The last time architecture professor Eric Weber led a UNLV Solar Decathlon team was the first bite at the apple for the university. Finishing just seven points — out of 1,000 — behind the winning Austrian team immediately showed that UNLV was on even footing with the biggest, most prestigious universities in the country.
There were plenty of lessons learned during that and the subsequent , the U.S. Department of Energy competition that challenges colleges to construct buildings powered by renewable energy. Lessons in materials, in fundraising, in strategy. But one thing hasn’t changed, and that’s what led Weber back to his role as team faculty adviser for the first time since the 2013 entry.
“The climate change situation hasn't gotten any better,” he said. “One of the things I hate having to admit is that the building industry is one of the most wasteful industries in the country. As an architect and as an academic and a researcher, I find questions like that interesting. What do we do about that?”
Weber makes his return to the Decathlon to help guide 15 architecture students — and around 45 students from other disciplines including engineering, graphic design, marketing and more — through creating Mojave Bloom, the 2020 Solar Decathlon entry, which is judged on 10 criteria.
This year's home won’t just try to unlock the Decathlon’s usual goals for energy efficiency and independence, but will also try to solve a host of problems endemic to those who served in Iraq and Afghanistan. With two veterans and the spouse of a veteran in the group, the team settled early on a project that would focus on veterans’ needs. Weber himself is a Marine Corps vet, though he didn’t influence the team one way or the other on the matter.
Their goal makes for a delicate balancing act: How do you serve the needs of veterans and at the same time design a beautiful house that performs even better than previous homes in the Decathlon’s various technical categories?
“What you end up doing as a designer is you have to juggle a lot of information,” Weber said. “You have to start by asking the right questions. What you'll find is there are multiple things that become constraints. You take in as much information as possible. Each question will offer its own constraints, and you begin to overlap. As you look at these overlapping constraints, you begin to see the answers.”

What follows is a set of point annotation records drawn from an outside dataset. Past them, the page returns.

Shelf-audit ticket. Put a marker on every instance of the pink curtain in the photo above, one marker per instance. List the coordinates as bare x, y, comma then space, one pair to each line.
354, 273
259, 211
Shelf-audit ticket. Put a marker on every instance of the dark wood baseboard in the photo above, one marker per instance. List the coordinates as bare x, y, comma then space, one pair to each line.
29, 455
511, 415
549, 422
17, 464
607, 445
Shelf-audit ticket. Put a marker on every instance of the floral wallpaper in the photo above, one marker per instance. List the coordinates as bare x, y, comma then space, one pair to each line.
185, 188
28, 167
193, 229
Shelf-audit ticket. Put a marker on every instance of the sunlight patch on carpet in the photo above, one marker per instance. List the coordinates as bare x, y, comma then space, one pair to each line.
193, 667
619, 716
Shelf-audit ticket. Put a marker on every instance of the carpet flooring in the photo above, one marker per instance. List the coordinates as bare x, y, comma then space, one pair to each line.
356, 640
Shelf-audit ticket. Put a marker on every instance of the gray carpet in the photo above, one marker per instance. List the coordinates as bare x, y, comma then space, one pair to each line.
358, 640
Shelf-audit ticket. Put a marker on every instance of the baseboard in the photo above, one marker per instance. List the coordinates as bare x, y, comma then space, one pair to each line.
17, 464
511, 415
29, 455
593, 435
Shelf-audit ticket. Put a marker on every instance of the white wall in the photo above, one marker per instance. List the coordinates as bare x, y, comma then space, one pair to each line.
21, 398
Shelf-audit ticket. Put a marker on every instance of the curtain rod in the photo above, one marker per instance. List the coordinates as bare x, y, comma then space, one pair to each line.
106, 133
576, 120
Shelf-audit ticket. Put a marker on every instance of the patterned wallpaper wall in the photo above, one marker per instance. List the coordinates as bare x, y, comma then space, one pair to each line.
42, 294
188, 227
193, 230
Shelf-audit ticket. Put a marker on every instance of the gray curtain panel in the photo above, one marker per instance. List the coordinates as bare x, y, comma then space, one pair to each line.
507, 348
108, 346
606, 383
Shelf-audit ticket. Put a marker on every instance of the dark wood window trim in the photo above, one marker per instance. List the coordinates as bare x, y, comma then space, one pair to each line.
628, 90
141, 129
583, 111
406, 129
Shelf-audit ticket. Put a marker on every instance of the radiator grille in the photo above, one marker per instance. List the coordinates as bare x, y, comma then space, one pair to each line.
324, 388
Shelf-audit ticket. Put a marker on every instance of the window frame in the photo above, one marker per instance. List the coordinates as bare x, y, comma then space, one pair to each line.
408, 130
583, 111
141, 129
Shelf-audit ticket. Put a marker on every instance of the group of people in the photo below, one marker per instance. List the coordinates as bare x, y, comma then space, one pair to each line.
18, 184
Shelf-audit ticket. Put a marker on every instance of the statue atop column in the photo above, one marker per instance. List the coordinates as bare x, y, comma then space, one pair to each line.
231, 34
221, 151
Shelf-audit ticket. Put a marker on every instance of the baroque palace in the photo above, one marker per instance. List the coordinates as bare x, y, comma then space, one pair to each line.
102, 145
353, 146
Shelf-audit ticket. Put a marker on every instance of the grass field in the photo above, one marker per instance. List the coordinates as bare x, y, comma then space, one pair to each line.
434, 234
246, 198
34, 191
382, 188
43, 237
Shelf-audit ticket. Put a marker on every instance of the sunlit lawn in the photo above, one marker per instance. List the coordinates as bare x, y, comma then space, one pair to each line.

Weber didn’t have to look far to start developing the right questions for the students to explore. His office is right next to Dak Kopec, who studies and teaches healthcare interior design; down the hall is Marisela Thompson, whose work centers on design that addresses aging and disabilities. Thompson also led the 2017-18 Sinatra Living Decathlon team that built a home that addressed aging in place.
Post-traumatic stress disorder and amputations are two of the biggest challenges for veterans, and Mojave Bloom will aim accommodate those conditions through a series of small, detail-oriented touches. The latest research, for example, shows that it’s better for amputees to walk on their prostheses rather than rely on wheelchairs. To that end, counters will be designed with protrusions one could reach for to prevent a fall, giving those vets more confidence to walk on prosthetic legs.
Studies have also shown that cultivation, even just proximity to plants, helps to reduce stress in veterans who suffer from PTSD. So a garden wall in the center of the Mojave Bloom house will give vets a bit of nature to walk past, feel, smell, and care for. Just as the house will be fine-tuned to the needs of veterans in innovative ways, Mojave Bloom will be honed to meet a variety of energy needs. Its design builds on the advances of previous Decathlon houses.
The building will use eutectic salts, a material that sounds more science fiction than science. As fans draw in hot air from the outside and pass it over the salts, the material cools the air to 78 degrees, putting less strain on air conditioning.
Solar panels made of laminated glass will be used in the house’s entrance, filtering light for both practical and aesthetic effect. Light-colored roofing materials will reflect light to bifacial panels installed on a low slope on the roof. The panels won’t hinder sightlines, but will allow light to enter from underneath and collect solar energy on both sides.
“When you find your systems solve multiple problems, then you know you're close to the right solution,” Weber said.
Mojave Bloom will be built at the Xtreme Manufacturing site in Henderson. Construction will start around the end of the fall semester, with the bulk of the construction in spring 2020. The home must be transported to Washington, D.C., to go on display by June 25, 2020. Xtreme Manufacturing built the units for Container Park, and Mojave Bloom will employ some of the same methods used there. Owner Don Ahern also owns a trucking company, and has the logistic expertise to get the home to the nation’s capital.
Engineering testing on its systems will start as soon as this summer, but the challenge now is to finalize the design in a way that fully ties together the structural, physical, and thematic elements into a building.
“If you understand really well the nature of what you're trying to solve then it will make for better architecture,” Weber said. “That extends to the aesthetics, understanding how these complex systems work, responding to the user's needs. If you do all those things beautifully and the building functions beautifully, inherently that tends to drive it toward being a beautiful building.”